Denn ohne Fonsecas Mandat ist die eigene Mehrheit der Regierung futsch. Sie kann sich zwar in den meisten Fällen auf drei der nordatlantischen Mandate stützen, aber ein wenig ungemütlich ist das schon. Vor allem, weil sie in Fragen wie dem Geheimdienst-Untersuchungsausschuss um die FE-Affäre und dem Verbot gegen Koranverbrennungen eine gesammelte Opposition gegen sich hat.

Posten für Stephensen

Da kommt es dann doch sehr gelegen, dass SVM-Regierung in dieser Woche eine Absprache mit dem bereits erwähnten Jon Stephensen eingehen konnte. Er stimmt brav mit der Regierung, dafür bekommt er laut „Ekstra Bladet“ drei Ausschussposten.

Zwar hat er ohnehin kein Interesse daran, eine Wahl auszulösen, dann wäre das gemütliche Leben mit drei Jahren Transferleistungen – Entschuldigung, Folketingshonorar – dahin. Doch sicher ist sicher, und Stephensen kann seinen Unterhalt noch ein wenig aufbessern.

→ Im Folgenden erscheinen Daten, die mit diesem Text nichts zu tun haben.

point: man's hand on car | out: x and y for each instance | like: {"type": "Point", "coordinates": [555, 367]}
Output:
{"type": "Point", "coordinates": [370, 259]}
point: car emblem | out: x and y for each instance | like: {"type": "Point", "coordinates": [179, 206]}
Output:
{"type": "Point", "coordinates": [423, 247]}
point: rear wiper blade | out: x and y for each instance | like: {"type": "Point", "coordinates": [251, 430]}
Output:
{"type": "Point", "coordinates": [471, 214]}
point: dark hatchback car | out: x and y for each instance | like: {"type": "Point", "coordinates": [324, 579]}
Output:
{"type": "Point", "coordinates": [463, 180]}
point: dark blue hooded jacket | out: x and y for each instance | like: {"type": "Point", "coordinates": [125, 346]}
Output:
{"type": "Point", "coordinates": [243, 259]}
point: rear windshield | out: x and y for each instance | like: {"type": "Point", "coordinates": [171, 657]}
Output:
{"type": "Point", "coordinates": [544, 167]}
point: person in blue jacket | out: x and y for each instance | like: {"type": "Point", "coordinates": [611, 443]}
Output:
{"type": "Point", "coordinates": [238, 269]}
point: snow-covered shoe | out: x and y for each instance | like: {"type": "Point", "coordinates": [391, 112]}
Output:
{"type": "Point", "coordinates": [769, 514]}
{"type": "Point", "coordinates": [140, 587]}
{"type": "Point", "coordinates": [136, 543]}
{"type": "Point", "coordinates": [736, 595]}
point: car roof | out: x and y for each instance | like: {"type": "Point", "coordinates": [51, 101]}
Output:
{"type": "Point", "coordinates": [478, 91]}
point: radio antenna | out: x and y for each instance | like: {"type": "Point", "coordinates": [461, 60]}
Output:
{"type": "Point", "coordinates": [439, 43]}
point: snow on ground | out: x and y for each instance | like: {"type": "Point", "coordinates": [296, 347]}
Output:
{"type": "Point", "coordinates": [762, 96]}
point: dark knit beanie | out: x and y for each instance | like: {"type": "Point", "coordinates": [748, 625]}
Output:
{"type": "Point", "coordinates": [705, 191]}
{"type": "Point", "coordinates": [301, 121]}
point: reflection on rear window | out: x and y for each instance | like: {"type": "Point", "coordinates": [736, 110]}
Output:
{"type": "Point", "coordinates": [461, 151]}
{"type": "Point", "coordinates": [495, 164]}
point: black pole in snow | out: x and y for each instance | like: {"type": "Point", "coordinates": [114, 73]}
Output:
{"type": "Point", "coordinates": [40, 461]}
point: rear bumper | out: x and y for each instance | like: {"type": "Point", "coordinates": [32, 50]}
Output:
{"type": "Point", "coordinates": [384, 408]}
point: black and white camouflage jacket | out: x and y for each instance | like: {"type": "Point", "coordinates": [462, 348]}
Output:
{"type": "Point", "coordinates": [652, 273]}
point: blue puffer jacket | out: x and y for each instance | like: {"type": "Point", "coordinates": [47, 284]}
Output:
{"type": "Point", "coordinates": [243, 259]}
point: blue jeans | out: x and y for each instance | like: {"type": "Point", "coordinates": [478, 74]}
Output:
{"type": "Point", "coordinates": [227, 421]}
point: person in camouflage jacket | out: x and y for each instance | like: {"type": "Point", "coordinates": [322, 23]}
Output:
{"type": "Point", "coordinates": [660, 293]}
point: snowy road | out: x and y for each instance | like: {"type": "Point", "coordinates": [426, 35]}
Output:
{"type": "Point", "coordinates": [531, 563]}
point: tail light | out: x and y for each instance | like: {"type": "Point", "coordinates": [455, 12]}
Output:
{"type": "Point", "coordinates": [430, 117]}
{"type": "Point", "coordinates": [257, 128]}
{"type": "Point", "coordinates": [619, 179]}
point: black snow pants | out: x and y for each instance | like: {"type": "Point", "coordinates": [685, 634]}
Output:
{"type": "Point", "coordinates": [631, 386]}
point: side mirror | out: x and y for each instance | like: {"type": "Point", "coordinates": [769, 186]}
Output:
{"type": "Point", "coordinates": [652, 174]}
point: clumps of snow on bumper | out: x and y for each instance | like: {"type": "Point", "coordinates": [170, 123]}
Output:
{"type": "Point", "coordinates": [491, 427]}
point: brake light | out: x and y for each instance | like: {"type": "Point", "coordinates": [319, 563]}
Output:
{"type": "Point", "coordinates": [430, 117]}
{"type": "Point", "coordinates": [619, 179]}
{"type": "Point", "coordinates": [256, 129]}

Weitere Fälle bei den Moderaten

Dabei kann die SVM-Regierung noch von Glück sprechen, dass die Mehrheit nicht schon mit Stephensens Austritt die Mehrheit flöten ging. Denn bereits unmittelbar nach der Wahl verließ der angeblich erfolgreiche Mehrfach-Existenzgründer Kristian Klarskov die Fraktion der Moderaten. Es hatte sich herausgestellt, dass seine Stärke mehr das Pleitemachen als das Existenzgründen ist. Doch er gab sein Mandat ab, und so konnte ein treues Parteimitglied nachrücken.

Jetzt können die Regierungspartner von der Sozialdemokratie und Venstre nur darauf hoffen, dass bei den Moderaten nicht noch mehr auftaucht. Denn irgendwie scheint die Partei Menschen mit etwas sehr bunten Lebensläufen anzuziehen. Stephensen war bereits vor der „klammen“ SMS als Theaterdirektor durch mehr als fragwürdiges Verhalten aufgefallen.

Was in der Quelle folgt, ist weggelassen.